が、俺は服には興味がない。小さい頃も、用意された服をただ着ていた。よって、この服を見ても、なんの感慨もない。そして、これをお宝として飾っておく兄上の気が知れない。
変すぎるだろ…?
まあ、服はどうでもいい。そんなことよりも、俺が驚いているのは、服を照らす謎の光のほうだ。
初めて見たので、うまく表現できないが、ケース内に飾っているジャケットを取り囲むようなブルーの光。

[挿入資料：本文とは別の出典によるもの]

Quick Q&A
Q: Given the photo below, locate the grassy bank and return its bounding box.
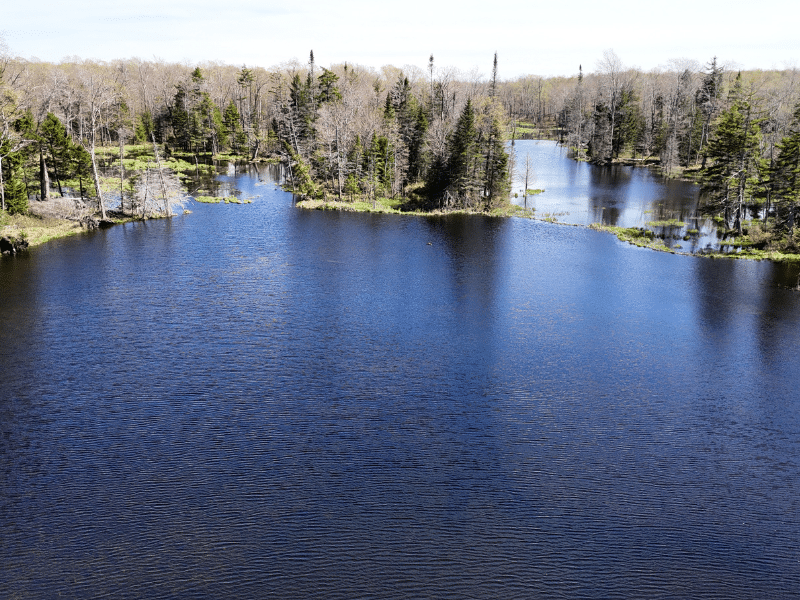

これが、ブルーのライトで照らしているだけなら、なんら驚きはしない。
「兄上? この光は一体なんだ?! 普通のライトではないようだが…?」
俺は聞いた。
すると、兄上が輝くような笑顔を見せた。
「すごいでしょ、これ?! この光で、お宝がライトアップされて、更に美しさが引き立つんだよね! ルイス、このブルーの光、なんだかわかる?」
もちろん、ライトじゃない。そもそも、光の質が全然違う…。
俺はガラスケースにぎりぎりまで顔を近づいて、じっくりと光を観察する。
「無数の小さな光の粒が、服を取り囲むように集まり、ふわふわと浮いている。人工物ではないな…。どうも個々が発光しているように見える。微妙に光の強さも違うし…。もしかして、発光する小さな虫みたいなものか? 服にえさをつけて、おびき寄せているとか? だが、それだと、虫はエサを食べようと服の上にとまる個体もいるよな? だが、とまっている虫は一匹もいない…」
「ちょっと、ルイス、やめてー!! 気持ち悪いこと言わないでよ!」
兄上が、体をブルブルッと震わせた。そして、俺を恨みがましい目で見る。
「ぼくの大事なお宝のケースの中に、虫なんてぜーったいに入れるわけない! ひいいー、思わず想像しちゃったよ!」
そうだった…。兄上の唯一の弱点は虫だ。そして、何故か、小さければ小さいほど、気持ちが悪いらしい。
猛禽類なのに、小さな虫が苦手という不思議。
あ、そうか。ルドも、昆虫柄の服とか着ていればいいんじゃないか? 兄上除けになるだろ?
今度教えておいてやろう。
…じゃなくて、今は、この謎の青い光だ。
わからないなんて悔しい。
考え込む俺を見て、兄が嬉しそうに微笑んだ。
「ねえ、ルイス、にいさまって呼んでくれたら、ヒントあげようか?」
「呼ぶわけないだろっ!」
「えええー? ちょっとぐらい呼んでくれてもいいのにー!」
ウルスが、あきれはてた目で兄上を見て、ため息をついた。
「フィリップ、ほんと、気持ち悪いな…。ルイス、ヒントはマーブル国だ」
「ちょっと、ウルス! ぼくを差し置いて、何、勝手にヒントあげてるの?!」
兄上がわめいている。
が、俺の頭の中は、猛スピードで、この青い光につながりそうなマーブル国の情報を、記憶の中で探り始めた。